The nice thing about the decline sit-ups is that it doesn't tax your shoulder girdle muscles like the other exercises and it won't affect your other upper body movements.


I can do stand ab wheel roll out no problems, but could god the human flag and front lever raises look fucking HARD.


Also, to the OP- they aren't that hard. I find my grip going before my core does (girly hands)
 
They say leg raises work your hip flexors, but is it a bad thing? I feel it in my abs heavily anyway.

In my opinion its only bad if it causes your hip flexors to become excessively tight (most people are already tight from sitting down too much), which can cause some back problems. So as long as you stretch it'll be more than fine.
 
I find that those also tax your quads in a weird way.
 
I can do stand ab wheel roll out no problems, but could god the human flag and front lever raises look fucking HARD.


Also, to the OP- they aren't that hard. I find my grip going before my core does (girly hands)

Well I agree, compared to those brutal flags, levers and roll outs. But they're not basic in any way.

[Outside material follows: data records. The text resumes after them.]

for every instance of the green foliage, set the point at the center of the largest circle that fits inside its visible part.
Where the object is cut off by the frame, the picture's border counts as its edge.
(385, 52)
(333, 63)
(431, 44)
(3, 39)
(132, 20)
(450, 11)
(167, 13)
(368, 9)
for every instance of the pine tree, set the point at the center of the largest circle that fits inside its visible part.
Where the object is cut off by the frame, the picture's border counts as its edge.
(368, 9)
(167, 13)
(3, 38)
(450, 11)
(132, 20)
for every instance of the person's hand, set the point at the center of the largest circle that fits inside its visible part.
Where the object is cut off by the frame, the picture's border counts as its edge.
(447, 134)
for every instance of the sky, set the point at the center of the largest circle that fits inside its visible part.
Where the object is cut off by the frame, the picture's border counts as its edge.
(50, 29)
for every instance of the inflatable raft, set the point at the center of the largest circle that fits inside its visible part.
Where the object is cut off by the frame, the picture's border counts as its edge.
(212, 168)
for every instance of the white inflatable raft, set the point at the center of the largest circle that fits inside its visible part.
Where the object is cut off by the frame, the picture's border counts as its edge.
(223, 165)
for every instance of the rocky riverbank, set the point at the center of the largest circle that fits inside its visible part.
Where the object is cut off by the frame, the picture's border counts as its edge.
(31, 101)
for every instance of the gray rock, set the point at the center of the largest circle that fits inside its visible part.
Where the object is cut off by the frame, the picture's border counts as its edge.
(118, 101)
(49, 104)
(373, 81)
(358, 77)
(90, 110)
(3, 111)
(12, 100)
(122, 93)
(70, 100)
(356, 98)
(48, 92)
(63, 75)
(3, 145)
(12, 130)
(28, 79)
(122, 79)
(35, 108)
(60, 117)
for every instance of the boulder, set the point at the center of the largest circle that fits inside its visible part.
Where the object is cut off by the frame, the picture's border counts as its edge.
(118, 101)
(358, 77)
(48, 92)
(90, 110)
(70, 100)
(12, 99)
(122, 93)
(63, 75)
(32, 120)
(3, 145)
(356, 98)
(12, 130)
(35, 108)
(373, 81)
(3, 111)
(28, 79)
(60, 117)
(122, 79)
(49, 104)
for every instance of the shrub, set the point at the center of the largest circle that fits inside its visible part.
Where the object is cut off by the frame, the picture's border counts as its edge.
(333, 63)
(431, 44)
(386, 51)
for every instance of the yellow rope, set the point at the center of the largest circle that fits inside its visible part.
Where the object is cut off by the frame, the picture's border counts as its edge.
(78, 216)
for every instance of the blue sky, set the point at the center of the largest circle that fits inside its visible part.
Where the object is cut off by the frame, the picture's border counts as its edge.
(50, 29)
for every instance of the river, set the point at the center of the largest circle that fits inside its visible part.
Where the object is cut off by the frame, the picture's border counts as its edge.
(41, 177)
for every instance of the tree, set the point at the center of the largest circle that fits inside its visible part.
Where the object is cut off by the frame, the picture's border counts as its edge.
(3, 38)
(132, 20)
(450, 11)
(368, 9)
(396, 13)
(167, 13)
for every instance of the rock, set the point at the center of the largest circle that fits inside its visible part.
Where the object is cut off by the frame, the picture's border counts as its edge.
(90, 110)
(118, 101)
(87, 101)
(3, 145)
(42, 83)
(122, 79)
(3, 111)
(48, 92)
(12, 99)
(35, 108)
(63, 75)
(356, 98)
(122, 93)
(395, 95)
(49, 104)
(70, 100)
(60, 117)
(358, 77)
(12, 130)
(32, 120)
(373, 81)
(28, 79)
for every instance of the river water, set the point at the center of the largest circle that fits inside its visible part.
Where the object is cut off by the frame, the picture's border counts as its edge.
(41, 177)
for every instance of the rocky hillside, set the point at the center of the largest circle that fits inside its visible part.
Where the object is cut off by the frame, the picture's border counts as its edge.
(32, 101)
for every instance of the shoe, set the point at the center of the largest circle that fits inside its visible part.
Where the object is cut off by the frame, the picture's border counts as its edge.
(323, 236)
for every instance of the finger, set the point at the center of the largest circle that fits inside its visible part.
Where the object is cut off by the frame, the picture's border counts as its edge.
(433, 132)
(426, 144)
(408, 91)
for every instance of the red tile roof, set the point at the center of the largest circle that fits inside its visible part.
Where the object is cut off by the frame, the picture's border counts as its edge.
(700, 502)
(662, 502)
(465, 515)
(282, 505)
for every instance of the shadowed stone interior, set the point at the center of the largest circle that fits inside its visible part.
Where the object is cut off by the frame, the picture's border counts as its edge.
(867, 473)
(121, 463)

I find them more exhausting for the whole body than the most heavy decline sit-ups for example.
 
I don't have the flexibility in my legs to bring my feet up to my face. My legs will bend and I will end up kneeing myself in the stomach.

I still do leg raises, but they're only up to parallel. And I do them on the leg raise machine thingy. It's like a dip station except there's padding on the bar so you can rest your forearms on it and there's also a back rest so you don't swing. I tried doing them off a chinup bar, but I found I cannot keep myself hanging for very long plus I tend to swing a lot.
 
When I do them I drag my rack up to face the wall so I can keep my back against it. If you're dangling free it's impossible not to swing and so be forced to pause between reps. And yeah it's very hard to keep your legs straight all the way up. You need like, 12 year old gymnast girl flexibility in your hips and hamstrings, and no gut.